Gli unici problemi che indeboliscono un po' il potere, sono in alcune note di sceneggiatura un po' sottolineate e, usando metafore che rasentano l'ovvio, nel suo rapporto spirituale con Ana Bolena (un personaggio tragico della storia della regalità con cui Lady Say si sente legato), come in altri dialoghi che vengono ascoltati e situazioni che appaiono durante quei giorni angoscianti. E, forse, che concentrandosi così tanto sull'esperienza di Diana, trascurando quasi del tutto il resto dei Windsor, ipotizzando, attraverso i fatti e ciò che si sa già in anticipo, il tipo di pressione con cui operarla, il film a volte sembra per alimentare il mito della fragilità mentale.
Si può facilmente lasciarsi trasportare dalla frivolezza della trama, traendo la conclusione che Diana rasenta l'isteria, e che questo è il limite per il suo allontanamento coniugale come un giocattolo rotto e il suo impegno sociale.
Il film potrebbe non essere per tutti i gusti, soprattutto se ci si aspetta che uno stile narrativo ampiamente sviluppato prenda più piede.

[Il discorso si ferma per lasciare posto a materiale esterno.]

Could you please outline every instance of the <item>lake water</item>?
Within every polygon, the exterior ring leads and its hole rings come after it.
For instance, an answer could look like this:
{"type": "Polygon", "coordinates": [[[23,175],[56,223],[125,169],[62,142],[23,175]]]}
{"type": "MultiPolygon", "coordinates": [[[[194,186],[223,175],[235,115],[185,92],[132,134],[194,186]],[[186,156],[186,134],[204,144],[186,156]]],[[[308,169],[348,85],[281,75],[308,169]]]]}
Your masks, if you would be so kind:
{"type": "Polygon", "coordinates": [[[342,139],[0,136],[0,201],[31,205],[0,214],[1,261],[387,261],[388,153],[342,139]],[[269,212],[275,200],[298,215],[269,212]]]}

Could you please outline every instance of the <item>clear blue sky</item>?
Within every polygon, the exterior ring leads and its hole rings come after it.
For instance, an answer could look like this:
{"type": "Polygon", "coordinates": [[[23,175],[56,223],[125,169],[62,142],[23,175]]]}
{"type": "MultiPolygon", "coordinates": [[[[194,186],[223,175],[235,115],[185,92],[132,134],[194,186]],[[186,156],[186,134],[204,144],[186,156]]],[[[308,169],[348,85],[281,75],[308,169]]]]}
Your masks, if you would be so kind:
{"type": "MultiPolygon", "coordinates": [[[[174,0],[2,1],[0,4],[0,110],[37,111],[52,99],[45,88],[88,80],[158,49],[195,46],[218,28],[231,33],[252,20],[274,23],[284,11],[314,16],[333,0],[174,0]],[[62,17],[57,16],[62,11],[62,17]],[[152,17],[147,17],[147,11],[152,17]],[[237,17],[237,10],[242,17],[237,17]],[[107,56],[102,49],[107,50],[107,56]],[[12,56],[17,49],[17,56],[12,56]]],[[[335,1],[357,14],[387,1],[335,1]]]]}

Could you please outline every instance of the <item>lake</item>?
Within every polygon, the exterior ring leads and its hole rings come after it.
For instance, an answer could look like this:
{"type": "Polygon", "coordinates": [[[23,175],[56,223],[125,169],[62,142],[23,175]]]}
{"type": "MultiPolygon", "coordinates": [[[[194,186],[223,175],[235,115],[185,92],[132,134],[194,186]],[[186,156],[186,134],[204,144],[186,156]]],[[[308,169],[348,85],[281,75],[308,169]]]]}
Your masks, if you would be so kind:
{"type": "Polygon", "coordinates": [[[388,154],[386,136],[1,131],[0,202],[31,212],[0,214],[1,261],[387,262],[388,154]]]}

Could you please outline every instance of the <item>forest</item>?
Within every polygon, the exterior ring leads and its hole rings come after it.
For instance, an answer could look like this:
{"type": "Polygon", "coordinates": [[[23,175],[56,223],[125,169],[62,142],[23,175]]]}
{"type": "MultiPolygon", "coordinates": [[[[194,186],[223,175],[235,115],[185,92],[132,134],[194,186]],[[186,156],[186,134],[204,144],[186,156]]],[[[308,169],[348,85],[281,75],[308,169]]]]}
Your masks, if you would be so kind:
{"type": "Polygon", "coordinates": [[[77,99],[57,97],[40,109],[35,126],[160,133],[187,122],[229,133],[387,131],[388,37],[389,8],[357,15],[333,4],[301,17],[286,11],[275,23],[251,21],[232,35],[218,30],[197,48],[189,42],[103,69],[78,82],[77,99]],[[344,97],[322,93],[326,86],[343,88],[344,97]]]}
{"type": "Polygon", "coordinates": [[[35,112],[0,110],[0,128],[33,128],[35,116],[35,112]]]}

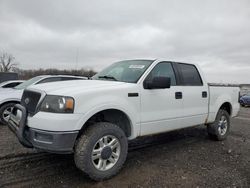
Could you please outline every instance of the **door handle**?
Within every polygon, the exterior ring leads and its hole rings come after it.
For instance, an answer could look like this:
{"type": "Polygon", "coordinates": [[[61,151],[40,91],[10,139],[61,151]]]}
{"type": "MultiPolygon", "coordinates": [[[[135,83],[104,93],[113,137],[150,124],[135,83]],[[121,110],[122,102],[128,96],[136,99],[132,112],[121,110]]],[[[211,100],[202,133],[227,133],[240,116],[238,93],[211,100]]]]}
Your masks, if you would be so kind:
{"type": "Polygon", "coordinates": [[[175,99],[182,99],[182,92],[175,92],[175,99]]]}
{"type": "Polygon", "coordinates": [[[207,98],[207,92],[206,91],[202,91],[202,98],[207,98]]]}

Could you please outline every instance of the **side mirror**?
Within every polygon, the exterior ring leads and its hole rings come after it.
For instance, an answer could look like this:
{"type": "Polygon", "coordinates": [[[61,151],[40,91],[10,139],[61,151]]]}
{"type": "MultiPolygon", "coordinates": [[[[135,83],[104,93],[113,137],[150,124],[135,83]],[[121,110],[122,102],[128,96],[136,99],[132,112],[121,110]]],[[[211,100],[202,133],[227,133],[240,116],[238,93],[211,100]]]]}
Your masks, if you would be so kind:
{"type": "Polygon", "coordinates": [[[171,86],[171,78],[156,76],[152,81],[145,80],[143,83],[144,89],[166,89],[171,86]]]}

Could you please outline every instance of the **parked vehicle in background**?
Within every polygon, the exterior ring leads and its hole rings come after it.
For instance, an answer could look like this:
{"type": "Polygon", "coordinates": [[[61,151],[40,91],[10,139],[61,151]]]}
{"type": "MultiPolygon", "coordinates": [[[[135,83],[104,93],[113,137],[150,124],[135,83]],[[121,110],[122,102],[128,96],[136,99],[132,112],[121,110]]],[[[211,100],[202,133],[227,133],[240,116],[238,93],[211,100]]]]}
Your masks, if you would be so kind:
{"type": "Polygon", "coordinates": [[[128,140],[139,136],[205,124],[211,138],[226,139],[239,91],[207,84],[193,64],[122,61],[92,80],[26,89],[9,127],[25,147],[74,153],[76,166],[100,181],[119,172],[128,140]]]}
{"type": "Polygon", "coordinates": [[[250,106],[250,92],[241,96],[240,98],[240,105],[241,106],[250,106]]]}
{"type": "Polygon", "coordinates": [[[18,74],[13,72],[0,72],[0,83],[9,80],[18,80],[18,74]]]}
{"type": "Polygon", "coordinates": [[[68,75],[42,75],[27,80],[14,88],[0,90],[0,123],[7,124],[10,113],[15,104],[19,104],[23,90],[31,85],[37,85],[48,82],[83,80],[86,77],[68,76],[68,75]]]}
{"type": "Polygon", "coordinates": [[[24,80],[10,80],[0,83],[0,89],[1,88],[13,88],[18,86],[19,84],[23,83],[24,80]]]}

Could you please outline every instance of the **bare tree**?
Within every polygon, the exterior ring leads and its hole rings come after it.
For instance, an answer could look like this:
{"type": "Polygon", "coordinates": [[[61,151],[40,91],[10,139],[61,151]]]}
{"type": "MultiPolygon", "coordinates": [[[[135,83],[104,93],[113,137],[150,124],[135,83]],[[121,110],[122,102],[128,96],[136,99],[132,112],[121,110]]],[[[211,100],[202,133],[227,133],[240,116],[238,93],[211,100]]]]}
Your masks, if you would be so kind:
{"type": "Polygon", "coordinates": [[[17,66],[12,54],[2,53],[0,55],[0,72],[9,72],[17,66]]]}

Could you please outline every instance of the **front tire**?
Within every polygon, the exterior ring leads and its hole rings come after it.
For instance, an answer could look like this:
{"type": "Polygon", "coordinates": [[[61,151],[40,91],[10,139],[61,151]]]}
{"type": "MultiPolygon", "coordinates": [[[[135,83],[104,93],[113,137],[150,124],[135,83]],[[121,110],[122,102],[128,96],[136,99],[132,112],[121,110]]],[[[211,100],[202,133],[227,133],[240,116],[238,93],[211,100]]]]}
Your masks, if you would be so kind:
{"type": "Polygon", "coordinates": [[[208,135],[213,140],[225,140],[230,130],[230,115],[226,110],[220,109],[214,123],[207,126],[208,135]]]}
{"type": "Polygon", "coordinates": [[[101,122],[82,134],[75,146],[76,166],[95,181],[109,179],[122,168],[128,151],[127,137],[118,126],[101,122]]]}

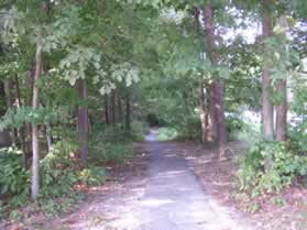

Ma Larraín ripete lo schema narrativo di collocare la trama in un periodo inscatolato che funge da perfetto anello di salvezza, in cui il pubblico può apprendere in dettaglio la costruzione psicologica del personaggio come approccio guida.
A livello di produzione è un film sobrio, ma con una messa in scena elegante. Spicca non solo il dipartimento di musica e fotografia, ma anche quello di costumi, trucco e scenografia. In questo devi applaudire nel suo senso tecnico.
Ora il tratto dell'angoscia distopica in cui è avvolta, le fa perdere interesse e risultare alquanto piatta.